If there was ever any doubt about the fact that electors only could vote at school elections, that doubt would be dispelled by the amendment, adopted by the vote of the people at the last general election authorizing the vote of twelve mills for local school purposes. It is there provided that this may be done by a “vote of the qualified electors of such district.” An enabling act, passed by the General Assembly at its 1917 session, has made this amendment to the Constitution effective.
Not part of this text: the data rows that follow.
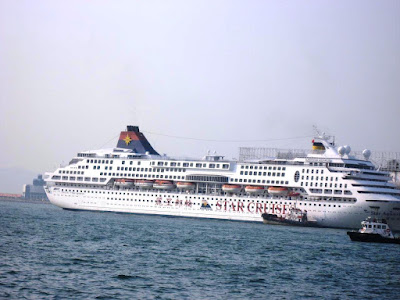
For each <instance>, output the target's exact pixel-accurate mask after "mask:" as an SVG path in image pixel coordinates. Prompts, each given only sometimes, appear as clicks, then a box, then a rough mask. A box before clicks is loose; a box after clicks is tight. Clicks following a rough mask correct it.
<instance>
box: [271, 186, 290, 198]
mask: <svg viewBox="0 0 400 300" xmlns="http://www.w3.org/2000/svg"><path fill="white" fill-rule="evenodd" d="M288 192H289V190H288V189H287V188H285V187H281V186H270V187H269V188H268V193H269V194H271V195H274V196H286V195H287V194H288Z"/></svg>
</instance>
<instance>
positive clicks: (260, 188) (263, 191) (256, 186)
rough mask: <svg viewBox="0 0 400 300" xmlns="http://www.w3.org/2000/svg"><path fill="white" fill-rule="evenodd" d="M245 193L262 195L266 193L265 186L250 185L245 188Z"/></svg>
mask: <svg viewBox="0 0 400 300" xmlns="http://www.w3.org/2000/svg"><path fill="white" fill-rule="evenodd" d="M244 191H245V192H246V193H249V194H260V193H262V192H264V187H263V186H255V185H248V186H246V187H245V188H244Z"/></svg>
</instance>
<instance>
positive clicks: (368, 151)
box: [363, 149, 371, 160]
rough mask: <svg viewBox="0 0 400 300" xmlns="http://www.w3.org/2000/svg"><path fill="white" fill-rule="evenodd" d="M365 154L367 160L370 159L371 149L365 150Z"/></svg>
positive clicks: (368, 159) (366, 149) (363, 154)
mask: <svg viewBox="0 0 400 300" xmlns="http://www.w3.org/2000/svg"><path fill="white" fill-rule="evenodd" d="M363 156H364V158H365V160H369V157H370V156H371V150H369V149H365V150H364V151H363Z"/></svg>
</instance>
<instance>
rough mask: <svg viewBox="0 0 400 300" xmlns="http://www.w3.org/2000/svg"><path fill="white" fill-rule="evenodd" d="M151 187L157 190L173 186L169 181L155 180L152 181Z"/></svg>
mask: <svg viewBox="0 0 400 300" xmlns="http://www.w3.org/2000/svg"><path fill="white" fill-rule="evenodd" d="M153 187H154V188H155V189H159V190H172V189H173V188H174V187H175V186H174V184H173V183H172V182H171V181H168V180H156V181H155V182H154V183H153Z"/></svg>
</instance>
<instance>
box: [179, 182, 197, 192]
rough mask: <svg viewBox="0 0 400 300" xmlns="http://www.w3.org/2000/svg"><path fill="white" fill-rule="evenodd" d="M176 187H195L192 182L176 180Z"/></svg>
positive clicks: (180, 187) (185, 188) (188, 188)
mask: <svg viewBox="0 0 400 300" xmlns="http://www.w3.org/2000/svg"><path fill="white" fill-rule="evenodd" d="M176 187H177V188H178V189H180V190H193V189H194V188H195V184H194V183H193V182H178V183H177V184H176Z"/></svg>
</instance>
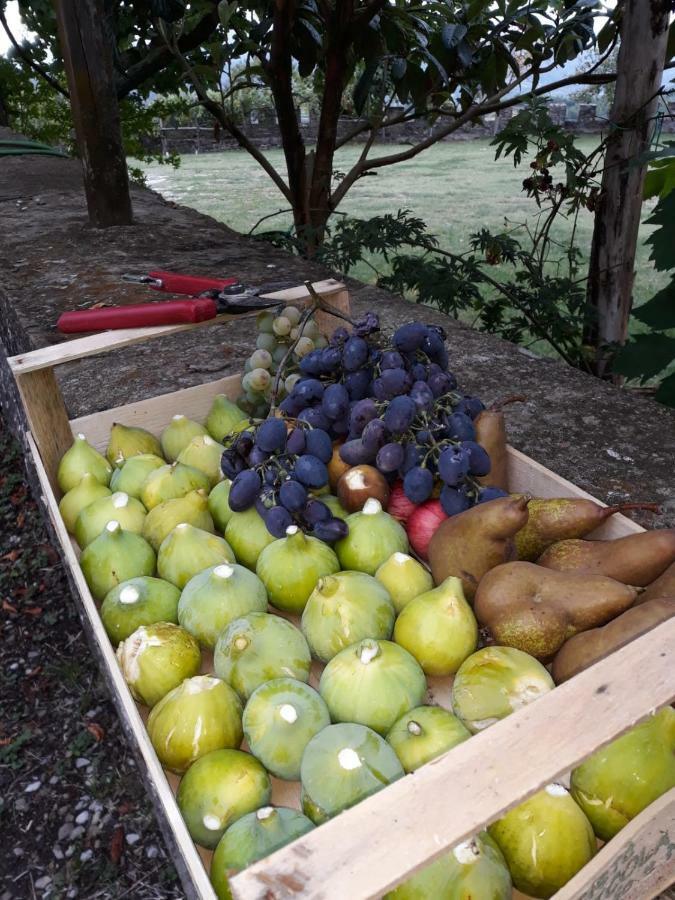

(6) It follows, therefore, that the directors of the school district have no right to deny to the children of appellees the privileges of the schools of that district so long as valid subsisting orders of the county court are outstanding directing the transfer of these children, and the taxes of their parents to the defendant school district; but that the directors of the district are correct in refusing to grant citizens the privilege of voting in a- district in which they do not reside. The decree of the court below will be reversed and the cause remanded with directions to the court below to dissolve it§ injunction, and to enter a decree in accordance with this opinion.